The holidays are a time of partying and celebration and not surprisingly, a time when drunk driving dramatically increases. In Illinois, those charged with a DUI offense, or “driving under the influence,” face serious penalties if proven guilty. First offenders can lose their driver’s license for up to one year, be imprisoned for up to 12 months, be required to perform 100 hours of community service, and pay a fine of up to $2,500, or any combination thereof.
Those convicted of drunk driving may lose work time, have their vehicle impounded and be required to carry high-risk auto insurance for 36 months. The penalties are more severe for second and third convictions. A fourth conviction will result in the driver’s license being permanently revoked.
If stopped by the police for a probable DUI, a driver may be given a breathalyzer test. If it is at .08 or higher, the driver’s driving privileges will be suspended for 6 months. If the driver refuses to take the test, his or her license will be automatically suspended by the Secretary of State for one year.
Parents or guardians who supply alcohol to drinkers under age 21 in their home can be found liable for both criminal and civil penalties – if the underage drinker is injured or injures someone else. However, parents usually won't be held liable if they were unaware of or had no reason to know that underage drinkers consumed alcohol in their home. Penalties can be severe and include prison time and a fine.

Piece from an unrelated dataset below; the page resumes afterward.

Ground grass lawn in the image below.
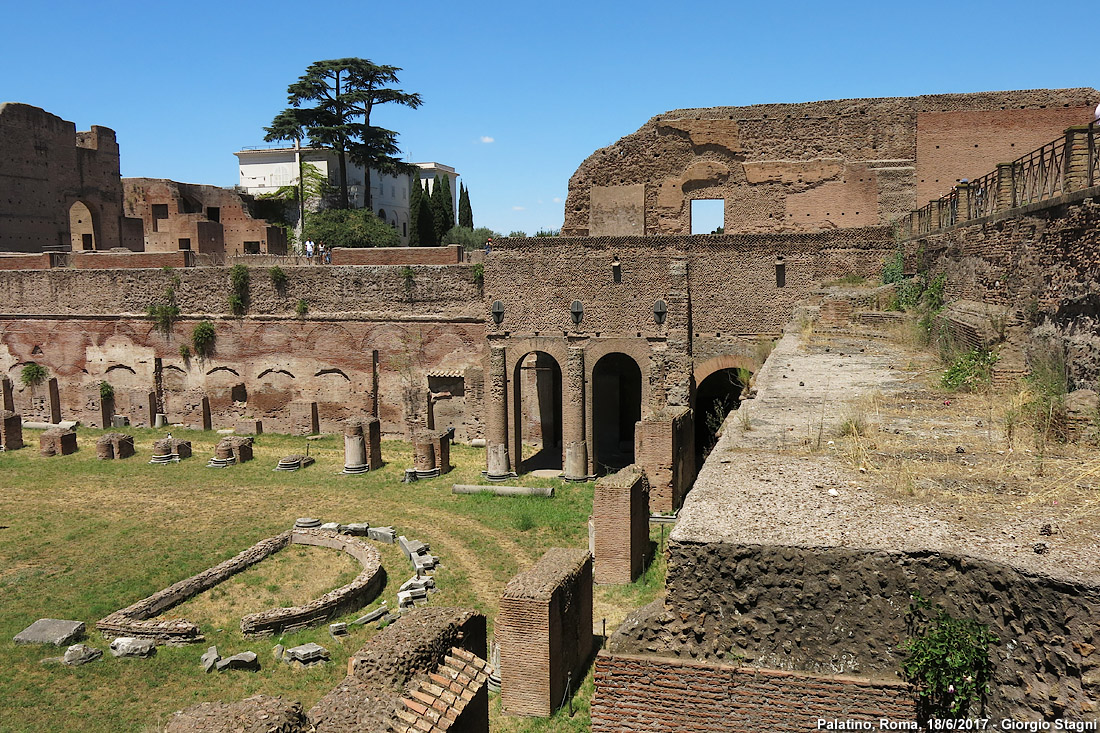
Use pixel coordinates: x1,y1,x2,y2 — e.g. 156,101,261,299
0,427,664,732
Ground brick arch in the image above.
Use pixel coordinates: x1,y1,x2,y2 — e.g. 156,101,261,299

Very simple. The easiest way to avoid a charge of “Driving Under the Influence” or a DUI is to not drive if you’ve been drinking. Combine drinking at holiday celebrations with winter road conditions, and you have a recipe that could be deadly. Statistics show it doesn't take much wine, hard liquor or beer to create an alcohol-impaired driver. In Illinois, it is illegal to drive with a blood-alcohol concentration (BAC) of .08 percent or higher. A driver can also be convicted of a DUI with a BAC rate of .05 if additional evidence, like an open bottle of liquor, is present. Drivers under age 21 are prohibited from driving with ANY trace of alcohol or drugs in their systems. If you plan on drinking, decide in advance which of your friends will be the “designated driver.” If everyone has been drinking, take taxis home.